The most striking political development of the last decade or so has been the abandonment, by the political right, of any concern with reality. Mitt Romney ran the most deceitful and dishonest campaign in US political history, vowing not to be deterred by fact-checkers. His partisans, in the US and Australia have made denial of reality an artform. This approach has had some remarkable successes, notably in delaying action against climate change. But there is always the risk that deception will turn into self-deception and the US Presidential election illustrated that, with the emergence of “poll trutherism”, the belief that the polls pointing to Obama’s re-election were skewed in order to encourage Democratic turnout.
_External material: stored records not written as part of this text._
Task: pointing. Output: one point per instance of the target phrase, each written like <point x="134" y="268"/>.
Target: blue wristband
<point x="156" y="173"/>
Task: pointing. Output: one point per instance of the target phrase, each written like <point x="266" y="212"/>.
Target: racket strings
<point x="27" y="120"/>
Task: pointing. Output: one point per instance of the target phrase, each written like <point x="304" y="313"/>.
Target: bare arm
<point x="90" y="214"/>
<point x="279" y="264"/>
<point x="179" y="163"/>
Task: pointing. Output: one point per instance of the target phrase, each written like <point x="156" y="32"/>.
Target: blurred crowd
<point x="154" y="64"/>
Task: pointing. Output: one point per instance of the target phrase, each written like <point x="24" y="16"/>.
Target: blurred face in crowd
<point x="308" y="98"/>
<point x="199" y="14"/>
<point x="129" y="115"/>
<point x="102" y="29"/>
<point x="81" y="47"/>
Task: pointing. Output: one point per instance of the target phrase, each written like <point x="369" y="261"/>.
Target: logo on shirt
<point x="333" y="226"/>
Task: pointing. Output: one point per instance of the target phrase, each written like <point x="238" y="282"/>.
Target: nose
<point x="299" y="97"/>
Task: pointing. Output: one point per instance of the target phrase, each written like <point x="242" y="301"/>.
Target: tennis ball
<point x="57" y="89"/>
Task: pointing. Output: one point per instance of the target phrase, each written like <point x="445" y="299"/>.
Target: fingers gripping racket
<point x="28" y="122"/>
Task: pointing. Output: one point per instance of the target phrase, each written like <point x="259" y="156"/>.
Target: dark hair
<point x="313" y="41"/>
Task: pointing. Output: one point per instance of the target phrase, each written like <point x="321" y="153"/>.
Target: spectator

Now that poll-based predictions have turned out to be as close to accurate as statistical theory would predict, how will the right react? I can think of three possibilities
(a) Going deeper down the rabbit hole with the idea that the “increase Democratic turnout” strategy ensured that the polls were a self-fulfilling prophecy
(b) Attempting to return to reality on this issue, while maintaining delusional positions on other issues, and maintaining faith in the pundits who led them astray this time round
(c) A serious attempt to shift to a policy discourse based on evidence and analysis rather than talking points in support of positions chosen on a basis of tribal faith
I can’t imagine much progress towards (c). Apart from anything else, most of the existing rightwing commentariat would be unemployable if this were required of them. So far, I haven’t seen much evidence of (a), but it may well be bubbling below the surface. Still, at this point (b) looks most likely.